When Do You Prepare for a Civil War

By Steven Genise

You prepare for it alongside doing the dishes and folding the laundry. You prepare for it when you get into your car and drive to work and listen to talk radio. You prepare for it when you open the news and text your friends and family, when all conversations buzz with this unspeakable subtext that nobody feels confident enough to voice, and because of that you’re never really sure the subtext is there to begin with or whether you’re just projecting. You prepare for it in your excitement when someone important mentions the possibility because it validates your fears, and again in your guilt when you realize the implications of that. You prepare for it when you’re walking down the sidewalk, trying to imagine what it will look like when it’s shattered and pitted. Will the collapsed buildings look like the pictures you’ve seen from other countries? Or will it look more like the aftermath of a hurricane: tumbled spears of broken studs and joists. Probably a lot of it will burn, but you left the wildfire state before the wildfires happened, so you don’t know what that looks like either, really, except what you’ve seen on the news. You prepare for it when you look at your spouse standing at the counter grinding coffee, imaging them with dirt on their face and scars, and thin.

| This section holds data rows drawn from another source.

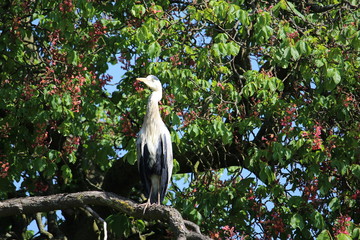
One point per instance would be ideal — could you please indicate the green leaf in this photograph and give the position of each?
(324, 235)
(343, 236)
(334, 74)
(137, 10)
(66, 172)
(294, 53)
(297, 221)
(154, 50)
(233, 48)
(355, 169)
(318, 220)
(334, 204)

You prepare for it when you run through your options about where you’ll go, what you’ll do, how you’ll react, and with each iteration feeling more and more fantastical than the one before it, each iteration crackling with the possibility that you’re just finding excuses to believe your neighborhood will be fine, your house will be safe, you won’t be a nameless body dug out of the rubble five years after the world settles down. Each iteration bringing the job of the prepper closer to the job of the author.

You prepare for it when your childhood friend goes AWOL from his post in the state forces and shows up at your door, bag in hand, even though you live on the other side of the country. You prepare for it when you show him to your couch, lay some blankets out, and make everyone a fresh cup of coffee. You go through all your good memories together, like when he dragged you over to the chain link fence in ninth grade to introduce you to his girlfriend, pointed out onto the field where a row of cheerleaders were tumbling under the floodlights, and you said “which one?” Or twelve years later, when that cheerleader was now a sculptor, and you were marrying her, and you told the revolutionary to fuck off in the ballroom of the hotel because you had too much to deal with than to help him figure out how to mingle with your extended family. Or in between, when the three of you shared a moment you vowed never to speak of outside your triangle, which you recount only with an awkward sigh.

You prepare for it when the sculptor gets back from the doctor and confirms the happiest fear any of you had. These kinds of things evolve, they don’t spontaneously erupt fully formed. They grow into babies from conception like everyone else, and then into adulthood. Their gestational period is not all that much longer than ours, though, and unless you’re paying attention, many people don’t see that gestation, especially from the state media, and so the effect to most is that they sprung from the head of the people like Athena from Zeus. It’s frustrating if you’re the one going into the doctor every day to look at the new sonograms, if you’re following its steady growth, the extension of its fingernails, the pitting of its nostrils, the increasing force of its beating heart, but nine months isn’t as long as it sounds. It’s actually quite brief, and so you can understand how most people miss it, especially if its birth is not something you ever expected, ever wanted, and every day you find reasons to categorize its new features as something that will lead to its miscarriage rather than its delivery. But nine months is not a long time. It takes only one trimester for people to stop saying “protest” and start saying “bloc,” and for the state to slowly, day by day, dial up the muzzle velocity of their less-lethal rounds until they go from bruising legs to shattering helmets. It takes another trimester for emblems and badges to disappear, for name tags to be taped over, for faces to be covered. But it stays stable during that second trimester. It’s not a shooting war, and so when people throw around that term it feels willfully naive to the horrors that term engenders, and you think Okay, this is where it will stay. But the third trimester sees bullets, body armor, trucks, and then delivery.

You prepare for it when you zip your bag shut for the last time, and hold the sculptor in your arms and kiss her forehead. When you hug the revolutionary, and the three of you cry before you go. I’m not a materialist, but I think I’ll miss my desk the most.